What flashed through my head as I drove was the memory of when I left home for college.  I had only considered schools that were quite a distance from my hometown, so in August of my freshman year, my parents and I had a full day’s drive to my university.  I cried a bit during that drive; because there was a boy I thought I’d really miss.  (In case you’re wondering, I broke up with him over the phone less than a week later.)  But there was no question that I was excited. I’d lived my entire life in a small rural community and I was going to an urban university that recruited students from all 50 states and over 100 foreign countries.

Once on campus, there were nerves of course.  Would I love it as much as I’d loved my visits?  Would I fit in?  How would I manage sharing a room for the first time?  My parents and I unloaded their minivan and we made my bed, hung my clothes and plugged in my answering machine.  (Yes, I’m that old.)  Soon I heard music coming from down the hall.  I told my folks I’d be back in a minute and left to investigate.  The song was from my favorite artist, Billy Joel.  But it was from his first solo album, Cold Spring Harbor, an album only a true fan would know.

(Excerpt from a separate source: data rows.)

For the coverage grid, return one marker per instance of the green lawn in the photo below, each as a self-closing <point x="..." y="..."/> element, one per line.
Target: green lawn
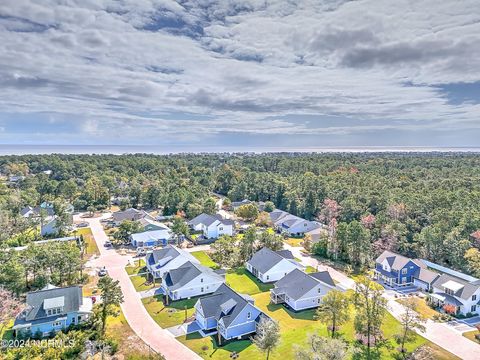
<point x="205" y="260"/>
<point x="90" y="244"/>
<point x="138" y="268"/>
<point x="295" y="328"/>
<point x="295" y="242"/>
<point x="422" y="308"/>
<point x="167" y="316"/>
<point x="471" y="335"/>
<point x="140" y="282"/>
<point x="243" y="282"/>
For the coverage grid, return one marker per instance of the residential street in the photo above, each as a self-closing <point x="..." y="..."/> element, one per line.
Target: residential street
<point x="438" y="333"/>
<point x="139" y="320"/>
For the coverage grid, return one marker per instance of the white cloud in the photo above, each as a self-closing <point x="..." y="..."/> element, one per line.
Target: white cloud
<point x="123" y="67"/>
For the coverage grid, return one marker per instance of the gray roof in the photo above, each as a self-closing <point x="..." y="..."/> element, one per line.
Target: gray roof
<point x="129" y="214"/>
<point x="70" y="297"/>
<point x="396" y="261"/>
<point x="468" y="289"/>
<point x="167" y="251"/>
<point x="264" y="259"/>
<point x="177" y="278"/>
<point x="297" y="283"/>
<point x="209" y="220"/>
<point x="224" y="304"/>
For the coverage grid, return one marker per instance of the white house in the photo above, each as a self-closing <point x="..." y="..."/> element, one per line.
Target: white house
<point x="291" y="224"/>
<point x="212" y="226"/>
<point x="170" y="257"/>
<point x="190" y="280"/>
<point x="269" y="266"/>
<point x="302" y="291"/>
<point x="462" y="294"/>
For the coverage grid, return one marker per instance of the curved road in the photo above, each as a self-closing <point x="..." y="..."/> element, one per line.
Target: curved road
<point x="138" y="318"/>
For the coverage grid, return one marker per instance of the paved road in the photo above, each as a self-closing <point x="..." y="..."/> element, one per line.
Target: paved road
<point x="438" y="333"/>
<point x="138" y="318"/>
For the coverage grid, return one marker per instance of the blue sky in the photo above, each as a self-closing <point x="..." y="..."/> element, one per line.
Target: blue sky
<point x="247" y="73"/>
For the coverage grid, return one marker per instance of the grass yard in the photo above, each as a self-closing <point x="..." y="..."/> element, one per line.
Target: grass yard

And so it began.  Kelly was my first connection at college, the first confirmation that I’d made the right choice.  I went on to find my people, including the man I married 16 years later, (though that’s a story for another blog post) and many friends who joined us on campus where we said our vows.  This morning, I sent a link to photos of my daughter’s first day to one of my college roommates, who lives in England.  My life has been powerfully enriched in so many ways by my undergraduate alma mater that I have neither the words nor the space to encompass it all here.

So it will be for you.  Give yourself the time and the space and the resources to learn – about who you are, about what you want for your future and about the colleges and universities in your country and around the world that can help you become the person you’ve always dreamed you could become.  When you do that, I promise – you won’t need to look back either.